Pandemia koronawirusa nie zaszkodziła zbytnio unijnemu rynkowi samochodów elektrycznych. W drugim kwartale 2020 r. udział rejestracji e-aut zwiększył się do 7,2 proc. całkowitej sprzedaży nowych samochodów osobowych w porównaniu z 2,4 proc. w tym samym czasie rok wcześniej. Jak podała organizacja europejskich producentów pojazdów ACEA, od kwietnia do czerwca rejestracje pojazdów ładowanych elektrycznie (samochody bateryjne i hybrydy plug-in) wzrosły w całej Unii Europejskiej o 53,3 proc. w ujęciu rok do roku, do 129 344 sztuk. Najszybciej rosła sprzedaż hybryd plug-in – o 134 proc., do ponad 66 tys. aut.

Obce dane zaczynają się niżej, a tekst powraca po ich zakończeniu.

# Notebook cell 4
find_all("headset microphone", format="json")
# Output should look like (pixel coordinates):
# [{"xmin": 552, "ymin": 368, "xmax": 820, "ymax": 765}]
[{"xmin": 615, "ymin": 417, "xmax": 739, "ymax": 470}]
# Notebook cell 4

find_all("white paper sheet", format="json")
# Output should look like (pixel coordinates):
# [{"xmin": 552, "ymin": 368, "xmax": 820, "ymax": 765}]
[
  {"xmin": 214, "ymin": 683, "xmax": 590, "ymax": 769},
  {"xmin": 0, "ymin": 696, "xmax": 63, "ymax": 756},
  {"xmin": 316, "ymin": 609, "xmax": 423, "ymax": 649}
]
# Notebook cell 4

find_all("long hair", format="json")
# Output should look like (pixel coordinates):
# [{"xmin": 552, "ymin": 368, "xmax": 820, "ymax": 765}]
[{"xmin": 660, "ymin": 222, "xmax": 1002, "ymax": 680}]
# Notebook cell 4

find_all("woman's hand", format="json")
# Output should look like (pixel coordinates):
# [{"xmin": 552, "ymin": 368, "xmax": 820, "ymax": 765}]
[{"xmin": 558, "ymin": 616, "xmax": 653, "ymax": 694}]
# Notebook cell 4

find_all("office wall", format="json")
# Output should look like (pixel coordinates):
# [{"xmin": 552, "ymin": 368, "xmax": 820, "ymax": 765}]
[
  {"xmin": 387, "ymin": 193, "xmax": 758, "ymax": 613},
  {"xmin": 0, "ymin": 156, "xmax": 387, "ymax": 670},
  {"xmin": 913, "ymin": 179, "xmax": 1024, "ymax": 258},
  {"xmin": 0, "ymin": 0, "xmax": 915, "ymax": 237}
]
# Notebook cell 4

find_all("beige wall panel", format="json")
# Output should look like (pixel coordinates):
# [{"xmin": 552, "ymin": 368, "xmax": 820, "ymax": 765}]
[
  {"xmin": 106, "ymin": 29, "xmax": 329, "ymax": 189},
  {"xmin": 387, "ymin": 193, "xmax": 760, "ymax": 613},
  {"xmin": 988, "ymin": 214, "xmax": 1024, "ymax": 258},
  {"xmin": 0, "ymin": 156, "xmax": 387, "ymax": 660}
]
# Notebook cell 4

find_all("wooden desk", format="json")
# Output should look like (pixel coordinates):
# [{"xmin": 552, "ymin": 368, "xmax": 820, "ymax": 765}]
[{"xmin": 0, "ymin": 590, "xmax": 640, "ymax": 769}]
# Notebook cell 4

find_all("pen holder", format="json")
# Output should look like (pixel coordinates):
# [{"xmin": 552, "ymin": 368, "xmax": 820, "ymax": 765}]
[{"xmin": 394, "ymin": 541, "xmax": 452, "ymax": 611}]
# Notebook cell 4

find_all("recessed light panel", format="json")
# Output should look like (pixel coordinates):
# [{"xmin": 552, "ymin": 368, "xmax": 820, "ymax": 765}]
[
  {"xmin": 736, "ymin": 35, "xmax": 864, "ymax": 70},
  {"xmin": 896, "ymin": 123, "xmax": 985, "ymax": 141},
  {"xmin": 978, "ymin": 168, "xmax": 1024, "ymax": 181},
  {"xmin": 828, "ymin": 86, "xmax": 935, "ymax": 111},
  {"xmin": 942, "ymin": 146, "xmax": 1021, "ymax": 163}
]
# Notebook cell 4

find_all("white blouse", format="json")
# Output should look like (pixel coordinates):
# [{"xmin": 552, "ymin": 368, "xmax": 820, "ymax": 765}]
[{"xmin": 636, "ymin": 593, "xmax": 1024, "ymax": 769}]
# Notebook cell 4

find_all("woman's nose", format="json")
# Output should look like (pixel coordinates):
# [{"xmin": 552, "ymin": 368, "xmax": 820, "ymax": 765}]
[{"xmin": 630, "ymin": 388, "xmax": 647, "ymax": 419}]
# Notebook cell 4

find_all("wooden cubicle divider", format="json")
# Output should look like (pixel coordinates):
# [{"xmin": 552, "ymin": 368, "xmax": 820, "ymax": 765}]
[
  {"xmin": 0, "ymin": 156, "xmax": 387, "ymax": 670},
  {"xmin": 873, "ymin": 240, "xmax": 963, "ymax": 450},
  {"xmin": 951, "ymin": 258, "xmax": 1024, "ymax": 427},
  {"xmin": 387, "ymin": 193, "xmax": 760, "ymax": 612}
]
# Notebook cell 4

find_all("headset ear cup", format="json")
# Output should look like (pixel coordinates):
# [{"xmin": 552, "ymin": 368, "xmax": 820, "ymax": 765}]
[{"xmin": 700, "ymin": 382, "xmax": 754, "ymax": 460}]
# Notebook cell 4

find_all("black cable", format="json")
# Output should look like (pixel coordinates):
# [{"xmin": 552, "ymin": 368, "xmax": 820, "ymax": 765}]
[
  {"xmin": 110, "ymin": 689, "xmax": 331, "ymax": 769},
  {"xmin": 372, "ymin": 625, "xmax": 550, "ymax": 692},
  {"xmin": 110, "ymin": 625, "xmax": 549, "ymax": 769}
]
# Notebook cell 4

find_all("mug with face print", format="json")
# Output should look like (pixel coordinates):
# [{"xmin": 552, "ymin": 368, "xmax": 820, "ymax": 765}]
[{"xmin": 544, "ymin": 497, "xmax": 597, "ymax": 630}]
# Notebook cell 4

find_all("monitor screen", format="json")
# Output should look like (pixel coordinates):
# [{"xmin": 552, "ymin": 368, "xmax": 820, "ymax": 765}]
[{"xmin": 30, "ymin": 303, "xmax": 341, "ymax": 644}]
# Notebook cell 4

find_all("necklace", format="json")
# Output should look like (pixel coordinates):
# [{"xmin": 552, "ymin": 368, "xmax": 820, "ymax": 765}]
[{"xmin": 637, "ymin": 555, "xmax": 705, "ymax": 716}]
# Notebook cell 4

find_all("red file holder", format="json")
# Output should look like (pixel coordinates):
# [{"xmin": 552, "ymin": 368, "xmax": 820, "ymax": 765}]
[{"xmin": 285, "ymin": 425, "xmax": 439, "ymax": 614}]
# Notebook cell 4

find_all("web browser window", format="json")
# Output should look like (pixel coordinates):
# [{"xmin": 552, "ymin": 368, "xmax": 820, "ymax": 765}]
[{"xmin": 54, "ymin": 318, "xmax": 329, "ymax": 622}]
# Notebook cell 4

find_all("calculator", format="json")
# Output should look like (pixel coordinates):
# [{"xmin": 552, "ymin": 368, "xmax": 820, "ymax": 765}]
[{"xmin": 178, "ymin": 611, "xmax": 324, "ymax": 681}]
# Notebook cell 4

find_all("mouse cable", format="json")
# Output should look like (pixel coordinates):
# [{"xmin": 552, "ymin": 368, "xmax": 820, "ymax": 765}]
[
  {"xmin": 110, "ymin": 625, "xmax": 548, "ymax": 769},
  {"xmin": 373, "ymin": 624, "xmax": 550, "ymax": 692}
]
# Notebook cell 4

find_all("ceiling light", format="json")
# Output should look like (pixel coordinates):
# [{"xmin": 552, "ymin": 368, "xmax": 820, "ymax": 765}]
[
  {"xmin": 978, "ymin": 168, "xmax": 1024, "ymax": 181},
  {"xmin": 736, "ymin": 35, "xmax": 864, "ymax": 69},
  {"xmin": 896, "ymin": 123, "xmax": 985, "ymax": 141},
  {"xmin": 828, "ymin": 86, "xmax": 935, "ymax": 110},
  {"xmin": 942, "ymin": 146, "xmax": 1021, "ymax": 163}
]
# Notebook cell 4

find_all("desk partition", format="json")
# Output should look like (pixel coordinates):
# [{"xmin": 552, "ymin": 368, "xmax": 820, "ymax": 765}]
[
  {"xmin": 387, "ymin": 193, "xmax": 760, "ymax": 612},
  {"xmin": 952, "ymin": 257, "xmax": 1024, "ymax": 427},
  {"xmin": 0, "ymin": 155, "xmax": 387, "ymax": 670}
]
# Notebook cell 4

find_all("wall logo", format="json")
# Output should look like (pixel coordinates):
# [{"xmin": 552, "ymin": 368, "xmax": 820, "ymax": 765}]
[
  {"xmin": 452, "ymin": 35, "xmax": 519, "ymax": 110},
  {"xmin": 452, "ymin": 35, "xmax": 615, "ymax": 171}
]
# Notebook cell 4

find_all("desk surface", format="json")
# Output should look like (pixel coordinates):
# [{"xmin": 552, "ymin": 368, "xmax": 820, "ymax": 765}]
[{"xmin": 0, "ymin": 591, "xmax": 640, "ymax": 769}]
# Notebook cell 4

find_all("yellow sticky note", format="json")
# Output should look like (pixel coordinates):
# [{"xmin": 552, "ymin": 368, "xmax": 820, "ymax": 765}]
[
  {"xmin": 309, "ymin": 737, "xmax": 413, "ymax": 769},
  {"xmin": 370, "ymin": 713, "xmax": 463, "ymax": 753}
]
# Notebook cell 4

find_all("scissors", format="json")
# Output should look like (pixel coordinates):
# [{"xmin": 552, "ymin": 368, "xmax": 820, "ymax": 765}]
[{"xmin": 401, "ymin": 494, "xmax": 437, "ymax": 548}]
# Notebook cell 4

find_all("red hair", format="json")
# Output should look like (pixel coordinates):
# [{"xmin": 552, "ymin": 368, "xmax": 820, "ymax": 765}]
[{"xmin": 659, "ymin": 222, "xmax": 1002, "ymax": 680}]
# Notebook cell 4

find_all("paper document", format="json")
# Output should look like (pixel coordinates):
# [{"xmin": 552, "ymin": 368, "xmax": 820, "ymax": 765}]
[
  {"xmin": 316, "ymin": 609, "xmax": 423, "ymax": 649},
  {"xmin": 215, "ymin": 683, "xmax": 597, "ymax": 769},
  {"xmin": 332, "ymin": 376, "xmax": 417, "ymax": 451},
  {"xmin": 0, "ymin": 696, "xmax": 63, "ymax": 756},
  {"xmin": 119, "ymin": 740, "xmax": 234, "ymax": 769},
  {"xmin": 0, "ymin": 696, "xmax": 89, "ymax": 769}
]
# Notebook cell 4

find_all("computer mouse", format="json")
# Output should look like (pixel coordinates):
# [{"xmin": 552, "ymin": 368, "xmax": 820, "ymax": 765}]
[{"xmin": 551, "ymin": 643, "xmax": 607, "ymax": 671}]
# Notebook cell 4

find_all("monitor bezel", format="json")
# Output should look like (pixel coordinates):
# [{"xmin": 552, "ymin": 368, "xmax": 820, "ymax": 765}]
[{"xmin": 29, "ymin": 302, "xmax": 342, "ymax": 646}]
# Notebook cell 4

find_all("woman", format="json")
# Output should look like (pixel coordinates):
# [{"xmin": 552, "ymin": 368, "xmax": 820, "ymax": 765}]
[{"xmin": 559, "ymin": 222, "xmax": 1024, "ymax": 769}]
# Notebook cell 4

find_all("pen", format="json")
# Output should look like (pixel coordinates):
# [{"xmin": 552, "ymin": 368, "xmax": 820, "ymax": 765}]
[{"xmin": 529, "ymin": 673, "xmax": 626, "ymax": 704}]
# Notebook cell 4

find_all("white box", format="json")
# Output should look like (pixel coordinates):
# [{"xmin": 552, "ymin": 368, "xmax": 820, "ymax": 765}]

Wzrost rejestracji pojazdów czysto elektrycznych (na baterie) był mniejszy (o niespełna 13 proc.) i wyniósł 63,2 tys. sztuk. Zarazem wzrostowa tendencja była widoczna już wcześniej. W pierwszym kwartale 2020 r. rynkowy udział e-aut w nowych rejestracjach zwiększył się do 6,8 proc. z 2,5 proc. w pierwszych trzech miesiącach 2019 r.
Tesla podbije kontynent
Dobra kondycja elektromobilnego rynku w Europie jest tym ważniejsza, że ma on pomóc w odbudowie całego przemysłu motoryzacyjnego, który wyjątkowo mocno został dotknięty skutkami pandemii. Dlatego w UE zwiększa się wsparcie dla jego rozwoju. Przykładowo Niemcy mogą już kupić e-auto z dopłatą w wysokości nawet 9 tys. euro. Także we Francji dopłata wzrosła – z 6 do 7 tys. euro, a na system dopłat zdecydowała się nawet Grecja.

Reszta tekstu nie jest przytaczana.